Around 80% of your time will be working with pathologists performing gross necropsy examinations as well as learning how to make microscopic diagnoses and describe disease processes within necropsy reports. The remaining 20% will see you complete a research thesis in an area of interest to you.

In demand

This programme has very limited openings. Applicants are only selected into the program when space becomes available.

Globally-recognised

The position is initially for two years. If you achieve set academic milestones, the programme may be extended to three years and make you eligible to sit the American College of Veterinary Pathologists board exam.

Why postgraduate study?

Postgraduate study is hard work but hugely rewarding and empowering. The Master of Veterinary Studies will push you to produce your best creative, strategic and theoretical ideas. The workload replicates the high-pressure environment of senior workplace roles. Our experts are there to guide but if you have come from undergraduate study, you will find that postgraduate study demands more in-depth and independent study.

 

A good fit if you:

  • Have an undergraduate veterinary qualification with excellent grades
  • Have an interest in clinical analysis and diagnosis
  • Would like to become a globally sought-after specialist
Hayley Hunt
Master of Veterinary Studies
Massey University PhD student

“The Master of Veterinary Studies programme provided a great mix of case-based learning, practical skills and theory…”

After completing a five-year veterinary science degree at Massey, returning for postgraduate study was far from my mind. I worked in clinical practice for two years and completed two Master of Veterinary Medicine courses via distance, before deciding I wanted to pursue my interest in veterinary pathology.

The Master of Veterinary Studies programme provided a great mix of case-based learning, practical skills and theory. My supervisors and lecturers were all extremely approachable and knowledgeable, and included four board-certified veterinary pathologists. The research component of the programme gave me the opportunity to investigate an inherited blindness in sheep and I gained invaluable skills in problem solving and critical analysis. I am now using these skills as I work towards my PhD, and my current research is focussed on an unexplained muscle disease in dogs.

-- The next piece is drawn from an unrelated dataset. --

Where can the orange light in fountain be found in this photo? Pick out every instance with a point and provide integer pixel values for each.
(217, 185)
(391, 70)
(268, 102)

It’s exciting to think that I could be the person who discovers what causes this disease, and the new knowledge generated may help prevent and treat cases in future.

Careers

With this major the obvious career path is as a pathologist. You can work throughout Australasia with the Master of Veterinary Studies. If you go through to sit the American College of Veterinary Pathlogists exam your qualification will be recognised globally.

Earn more

A 2017 Ministry of Education publication The post-study earnings and destinations of young domestic graduates, found that in New Zealand:

  • Young master’s graduates earn more than one and a half times more than the national median (five years after study)
  • Earnings and employment rates increase with the level of qualification completed
  • Five years after completion, the median earnings of young master’s graduates are 15% higher than for those with a bachelor’s degree.

World-leading lecturers and supervisors

Massey’s veterinary science staff are internationally renowned for their research and teaching and learning methods. You will be working with recognised veterinary specialists, for example:

Dr Fernanda Castillo-Alcala

Dr Castillo-Alcala’s research interests are infectious diseases and diagnostic pathology. Her work has covered a wide variety of species and has been published internationally.

Her doctorate is from the Ontario Veterinary College, where her research focused on the molecular characterisation of respiratory infection with Mycoplasma bovis in feedlot cattle. From 2009 to 2014, Fernanda worked as assistant professor in veterinary pathology at Ross University School of Veterinary Medicine. She attained certification in anatomic pathology by the American College of Veterinary Pathologists in 2013.